On a hyperbolic plane, or a saddle, we find that circles have more area than those constructed from the same radius in flat space. This implies that the space has negative curvature. Straight lines that begin parallel will diverge, and triangles have angles that sum to less than 180 degrees [9].

Euclidean space is called “flat” as it has zero curvature everywhere, and the parallel postulate always holds by definition. Perhaps initially surprising, a cylinder has no intrinsic curvature under this or any other definition. We can make sense of this in considering how easy it is flattened out a cylinder without it tearing or buckling, compared to the impossibility of such a task with a sphere (tearing) or saddle (buckling).

We can better understand why lines coverge in spaces with positive curvature, like spheres, by imagining the following: consider two people leaving from the equator towards the North pole. While their paths initially appear parallel, they inevitably converge at the North pole. This is not because they were pulled together through space, but because the space between them shrunk! Again, the opposite is true for regions of negative curvature where lines that begin parallel always diverge as the space between them grows [9].

The surfaces discussed thus far have been continuous in nature, but curvature also shows up in polyhedra, three-dimensional shapes with flat polygonal faces. A lot of the tools for understanding discrete curvature are useful to 3D animators and modelers. This is because 3D models are represented in computers by surfaces of triangles or other polygons glued along common edges called meshes [8]. While you don’t have to think about geometry when watching Shrek, there is a great deal of mathematical wisdom that goes into animation technology and techniques. So, how can we import our understanding of curvature in the continuous context to the discrete one?
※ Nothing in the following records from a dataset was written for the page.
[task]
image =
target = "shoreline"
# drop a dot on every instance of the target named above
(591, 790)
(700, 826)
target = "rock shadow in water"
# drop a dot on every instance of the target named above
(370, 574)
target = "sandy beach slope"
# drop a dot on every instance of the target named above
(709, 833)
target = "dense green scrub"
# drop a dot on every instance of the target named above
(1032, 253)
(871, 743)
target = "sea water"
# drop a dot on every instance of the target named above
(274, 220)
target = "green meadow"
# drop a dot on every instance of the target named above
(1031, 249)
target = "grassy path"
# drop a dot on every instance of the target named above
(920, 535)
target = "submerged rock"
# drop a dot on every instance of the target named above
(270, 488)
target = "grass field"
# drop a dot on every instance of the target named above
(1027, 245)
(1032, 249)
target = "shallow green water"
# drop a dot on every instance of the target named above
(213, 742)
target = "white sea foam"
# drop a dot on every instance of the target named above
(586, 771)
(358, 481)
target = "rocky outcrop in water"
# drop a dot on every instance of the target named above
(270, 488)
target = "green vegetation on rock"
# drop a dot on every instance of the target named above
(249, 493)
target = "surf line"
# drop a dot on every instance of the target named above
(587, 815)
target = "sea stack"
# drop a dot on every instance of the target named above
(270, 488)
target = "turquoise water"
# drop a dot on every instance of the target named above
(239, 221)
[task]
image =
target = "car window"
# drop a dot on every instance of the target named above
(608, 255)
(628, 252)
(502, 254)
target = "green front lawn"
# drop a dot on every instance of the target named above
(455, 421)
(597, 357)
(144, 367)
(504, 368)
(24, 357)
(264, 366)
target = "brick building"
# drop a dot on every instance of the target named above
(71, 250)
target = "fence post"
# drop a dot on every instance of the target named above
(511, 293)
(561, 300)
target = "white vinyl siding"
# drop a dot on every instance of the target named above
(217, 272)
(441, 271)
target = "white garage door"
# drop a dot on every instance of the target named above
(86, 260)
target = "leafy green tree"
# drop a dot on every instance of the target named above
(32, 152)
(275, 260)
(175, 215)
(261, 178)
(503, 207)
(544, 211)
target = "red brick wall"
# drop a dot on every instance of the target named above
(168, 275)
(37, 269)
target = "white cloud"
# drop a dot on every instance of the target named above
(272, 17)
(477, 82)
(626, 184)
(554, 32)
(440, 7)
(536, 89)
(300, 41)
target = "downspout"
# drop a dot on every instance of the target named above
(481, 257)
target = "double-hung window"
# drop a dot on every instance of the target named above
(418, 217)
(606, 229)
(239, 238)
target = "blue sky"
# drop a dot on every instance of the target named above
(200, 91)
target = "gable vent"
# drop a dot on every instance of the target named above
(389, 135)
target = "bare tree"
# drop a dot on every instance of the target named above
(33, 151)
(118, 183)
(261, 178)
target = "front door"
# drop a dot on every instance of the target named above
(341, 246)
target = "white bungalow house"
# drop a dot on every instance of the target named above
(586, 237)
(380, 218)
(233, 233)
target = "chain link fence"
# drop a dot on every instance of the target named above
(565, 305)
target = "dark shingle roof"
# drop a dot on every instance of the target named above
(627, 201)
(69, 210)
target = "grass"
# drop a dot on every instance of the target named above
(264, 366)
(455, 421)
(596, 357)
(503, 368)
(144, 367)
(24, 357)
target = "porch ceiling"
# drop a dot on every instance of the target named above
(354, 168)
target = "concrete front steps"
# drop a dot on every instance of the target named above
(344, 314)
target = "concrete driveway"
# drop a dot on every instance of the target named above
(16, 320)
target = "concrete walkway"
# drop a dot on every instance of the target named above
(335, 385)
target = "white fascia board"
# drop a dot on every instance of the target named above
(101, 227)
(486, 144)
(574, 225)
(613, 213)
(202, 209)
Let’s start with a simple shape, the surface of a cube. If we try to find where the parallel postulate fails, we won’t succeed on the faces which are polygonal pieces of flat planes, nor the edges which we can move across without noticing a change. However, we can find curvature around the vertices, or corners, of the cube. We can see this by folding out the cube into its net, shown in the applet below. There is clearly pi/2 radians of paper missing around each corner relative the flat paper! We thus define the curvature as 2pi – theta, where theta is the missing angle. In the case of the cube each corner then has curvature 3/2 pi at each vertex. A flat piece would have 2pi-2pi =0 curvature. We can see this curvature easily from the outside, but how would something living in the surface know it has curvature? It could build a circle and measure its area, it could see how parallel lines move around the vertex, it could see that the angles of a triangle sum to 270 degrees (red dashed line is a triangle in applet). A traditional way to measure curvature is to slide in a loop without rotating in space, but see if you still return to your original location rotated due to the space itself. If we have a surface of negative curvature, we will get an overlap in paper instead of a deficit. For this reason we would need to use multiple pieces of paper since we can’t simply cut a saddle out of paper.